The role of mycorrhizae and mycorrhizal networks in tree species range shifts with climate change nad disturbance

菌根和菌根网络在树种范围随着气候变化和干扰而变化的作用

• 批准号: 298271-2009
• 负责人: Simard, Suzanne
• 金额: $ 3.64万
• 依托单位: University of British Columbia
• 依托单位国家: 加拿大
• 项目类别: Discovery Grants Program - Individual
• 财政年份: 2013
• 资助国家: 加拿大
• 起止时间: 2013-01-01 至 2014-12-31
• 项目状态: 已结题
• 来源: https://www.nserc-crsng.gc.ca/ase-oro/Details-Detailles_eng.asp?id=525950
• 关键词: role; mycorrhizae; mycorrhizal; networks; tree

Tree species ranges are predicted to shift dramatically in Canada with climate change, typically with northward migration at the leading edges and extensive mortality at the trailing edges. The ability of trees to migrate will depend not only on their genetic suitability, but also the hospitability of the new environment, including the presence of compatible ectomycorrhizal fungi (EMF) in soil, the severity of site disturbance, and the intensity of plant competition. Whereas previous research predicting tree species range shifts has focused on climatic and genetic factors, my program makes the novel contribution of examining the contributing biotic effects of EMF and mycorrhizal networks (MNs) in real species migration experiments using cutting edge techniques in isotope tracers, molecular biology (metagenomics, microsatellites, and DNA sequencing) and network analysis. Across a regional drought-stress gradient serving as a spatial proxy for climate change, I will study the roles of: (1) local EMF in facilitating migration of tree genotypes to new environments; (2) MNs formed by mature trees in facilitating natural regeneration, particularly of closely related (kin) genotypes; (3) disturbance severity in reorganizing the MN and affecting natural regeneration patterns; and (4) shifting interplant carbon source-sink gradients in transfer of carbon from dying to establishing trees. For (1), I will examine the role of EMF in establishment of non-local tree genotypes within assisted migration field and growth chamber experiments. For (2) and (3), I will plant kin and non-kin seed in mesh bag treatments (controlling for the formation and complexity ot MNs) either in natural gaps or within harvesting treatments that remove different levels of hub (highly connected) trees. For (4), I will manipulate seedling carbon source-sink gradients using defoliation treatments emulating natural tree senescence. The contributions of my program on the roles and mechanisms by which EMF and MNs facilitate tree range shifts, and how these affect plant community and soil carbon dynamics, will help scientists to predict forest ecosystem responses to climate change and managers to design practices for maintaining the resilience, carbon storage, and adaptive capacity of Canada's forests.

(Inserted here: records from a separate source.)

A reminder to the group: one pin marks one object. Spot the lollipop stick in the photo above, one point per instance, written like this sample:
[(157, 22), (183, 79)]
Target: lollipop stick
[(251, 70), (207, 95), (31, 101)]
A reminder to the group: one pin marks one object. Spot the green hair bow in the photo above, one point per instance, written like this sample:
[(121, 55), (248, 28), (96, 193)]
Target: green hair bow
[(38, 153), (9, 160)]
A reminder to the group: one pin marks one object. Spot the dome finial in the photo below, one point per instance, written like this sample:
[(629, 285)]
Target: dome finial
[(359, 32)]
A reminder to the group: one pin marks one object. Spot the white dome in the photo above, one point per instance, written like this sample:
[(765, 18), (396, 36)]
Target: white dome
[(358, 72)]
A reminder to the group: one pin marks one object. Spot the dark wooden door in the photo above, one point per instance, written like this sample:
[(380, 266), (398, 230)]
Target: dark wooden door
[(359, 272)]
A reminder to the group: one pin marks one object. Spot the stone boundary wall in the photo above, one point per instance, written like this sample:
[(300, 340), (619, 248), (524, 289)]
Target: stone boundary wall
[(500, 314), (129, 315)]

随着气候变化，预计加拿大的树种范围将发生巨大变化，通常是在前缘向北迁移，在后缘大量死亡。树木迁移的能力不仅取决于它们的遗传适宜性，还取决于新环境的适宜性，包括土壤中相容的外生菌根真菌（EMF）的存在、立地干扰的严重程度和植物竞争的强度。而以前的研究预测树种范围的变化主要集中在气候和遗传因素，我的计划作出了新颖的贡献，检查贡献生物效应的EMF和菌根网络（MN）在真实的物种迁移实验中使用尖端技术同位素示踪剂，分子生物学（宏基因组学，微卫星和DNA测序）和网络分析。通过一个区域干旱胁迫梯度作为气候变化的空间代理，我将研究：（1）当地电动势在促进树木基因型迁移到新环境中的作用;（2）由成熟树木形成的MN促进天然更新，特别是密切相关的（亲）基因型;（3）干扰强度在重组MN和影响天然更新模式中的作用;（4）从枯死到成树的碳转移过程中，改变了株间碳源-汇梯度。 对于（1），我将检查的作用，电磁场在建立非本地树木基因型内辅助迁移场和生长室实验。对于（2）和（3），我将在网袋处理（控制MN的形成和复杂性）中种植亲属和非亲属种子，无论是在自然林隙中还是在去除不同层次的枢纽（高度连接）树木的收获处理中。对于（4），我将使用模拟自然树木衰老的落叶处理来操纵幼苗碳源-汇梯度。我的程序的作用和机制的EMF和MNs促进树木范围的变化，以及这些如何影响植物群落和土壤碳动态的贡献，将有助于科学家预测森林生态系统对气候变化的反应和管理人员设计实践，以保持加拿大森林的恢复力，碳储存和适应能力。